Pierwsza informacja to przykład dramatycznej głupoty, bezmyślności, a może też ugięcia się pod presją „politycznej poprawności” przez Brukselę, ale też władze państw członkowskich Unii (Polska zagłosowała przeciw, ale nie zgłosiła weta, a tylko ono mogło zablokować tę dramatyczną w skutkach - i to już wkrótce – regulację). Druga to przykład na to, że terroryzm spod znaku półksiężyca nie ogranicza się jedynie do zabijania Europejczyków- chrześcijan. Chce też spektakularnie uderzać w symbole wiary chrześcijańskiej.
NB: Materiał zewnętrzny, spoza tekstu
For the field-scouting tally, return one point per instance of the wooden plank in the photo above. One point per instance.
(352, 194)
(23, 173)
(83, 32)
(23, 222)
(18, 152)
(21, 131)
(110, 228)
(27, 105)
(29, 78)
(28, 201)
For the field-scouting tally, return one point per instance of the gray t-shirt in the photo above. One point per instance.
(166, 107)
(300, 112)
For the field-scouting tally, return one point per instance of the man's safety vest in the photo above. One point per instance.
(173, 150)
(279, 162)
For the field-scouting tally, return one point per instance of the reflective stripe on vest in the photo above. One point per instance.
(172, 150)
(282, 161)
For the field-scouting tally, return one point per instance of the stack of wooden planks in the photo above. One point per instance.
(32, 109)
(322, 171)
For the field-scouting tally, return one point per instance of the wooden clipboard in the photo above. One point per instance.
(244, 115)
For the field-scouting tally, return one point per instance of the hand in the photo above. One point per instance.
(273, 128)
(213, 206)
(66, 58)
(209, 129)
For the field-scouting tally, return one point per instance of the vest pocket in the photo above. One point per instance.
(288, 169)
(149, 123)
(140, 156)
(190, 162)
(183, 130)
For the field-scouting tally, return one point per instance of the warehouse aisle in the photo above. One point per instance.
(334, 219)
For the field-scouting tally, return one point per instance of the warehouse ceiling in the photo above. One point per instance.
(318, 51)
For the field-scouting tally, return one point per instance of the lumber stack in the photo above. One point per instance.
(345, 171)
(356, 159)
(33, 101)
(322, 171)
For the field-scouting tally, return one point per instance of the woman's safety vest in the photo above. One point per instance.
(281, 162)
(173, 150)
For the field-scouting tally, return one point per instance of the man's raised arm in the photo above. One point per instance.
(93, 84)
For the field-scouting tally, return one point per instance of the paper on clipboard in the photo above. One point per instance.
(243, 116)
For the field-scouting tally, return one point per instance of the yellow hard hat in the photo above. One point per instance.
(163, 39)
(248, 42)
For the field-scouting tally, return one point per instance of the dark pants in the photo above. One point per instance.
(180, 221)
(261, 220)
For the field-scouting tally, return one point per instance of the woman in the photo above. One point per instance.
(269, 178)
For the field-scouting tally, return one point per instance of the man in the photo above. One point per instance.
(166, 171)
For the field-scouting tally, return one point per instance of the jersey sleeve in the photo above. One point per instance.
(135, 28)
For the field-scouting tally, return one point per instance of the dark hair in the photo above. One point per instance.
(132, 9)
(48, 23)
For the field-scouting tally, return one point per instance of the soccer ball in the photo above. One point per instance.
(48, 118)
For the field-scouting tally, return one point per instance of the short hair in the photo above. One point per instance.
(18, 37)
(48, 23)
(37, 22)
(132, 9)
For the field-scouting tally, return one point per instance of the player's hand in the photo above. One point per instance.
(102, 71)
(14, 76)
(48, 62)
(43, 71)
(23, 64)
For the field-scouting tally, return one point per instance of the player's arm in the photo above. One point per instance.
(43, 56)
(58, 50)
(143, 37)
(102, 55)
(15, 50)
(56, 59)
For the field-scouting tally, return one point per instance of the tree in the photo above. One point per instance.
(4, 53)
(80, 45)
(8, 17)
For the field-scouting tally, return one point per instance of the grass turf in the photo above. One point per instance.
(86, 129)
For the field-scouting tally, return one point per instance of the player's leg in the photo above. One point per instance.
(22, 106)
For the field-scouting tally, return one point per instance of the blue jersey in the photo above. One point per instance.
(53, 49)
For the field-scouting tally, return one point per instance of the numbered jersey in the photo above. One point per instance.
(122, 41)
A takimi są z całą pewnością największe europejskie katedry, które wraz z podpaloną katedrą Notre-Dame w Paryżu, polską katedrą na Wawelu, francuska w Chartres i wieloma innymi stanowią i symboliczną i realną „Europę katedr”.
Politycy, którzy podpisali się pod tą katastrofalną nową odmianą polityki imigracyjnej UE, będą ponosić moralną – ale mam też nadzieję, że i polityczną – odpowiedzialność za ofiary kolejnych ataków islamskich terrorystów. Jednakże nie o muzułmański terroryzm tylko tu chodzi. Jest też kwestia znaczącego wzrostu przestępczości, w tym zwłaszcza tzw. przestępczości ciężkiej, której sprawcami są pozaeuropejscy imigranci w pierwszym czy drugim, a nawet trzecim pokoleniu. Trzeba bardzo jasno artykułować – to rola konserwatywnych mediów, ale też odpowiedzialnych polityków - że mamy do czynienia z systemem naczyń połączonych. Ci, którzy zapalają „zielone światło” dla coraz większej i większej imigracji z Afryki i Azji do Europy - i to głównie wyznawców Allaha - i którzy odrzucają propozycje wzorowania się na skutecznej polityce imigracyjnej Australii, przed dwoma dekadami potrafiącej zapalić „czerwone światło” dla imigrantów – i ofiary terroru czy przestępstw, których sprawcami są imigranci, to właśnie całość, a nie dwa odrębne, niezwiązane ze sobą światy. Trzeba to mówić głośno.
*tekst ukazał się na portalu dorzeczy.pl (26.12.2023)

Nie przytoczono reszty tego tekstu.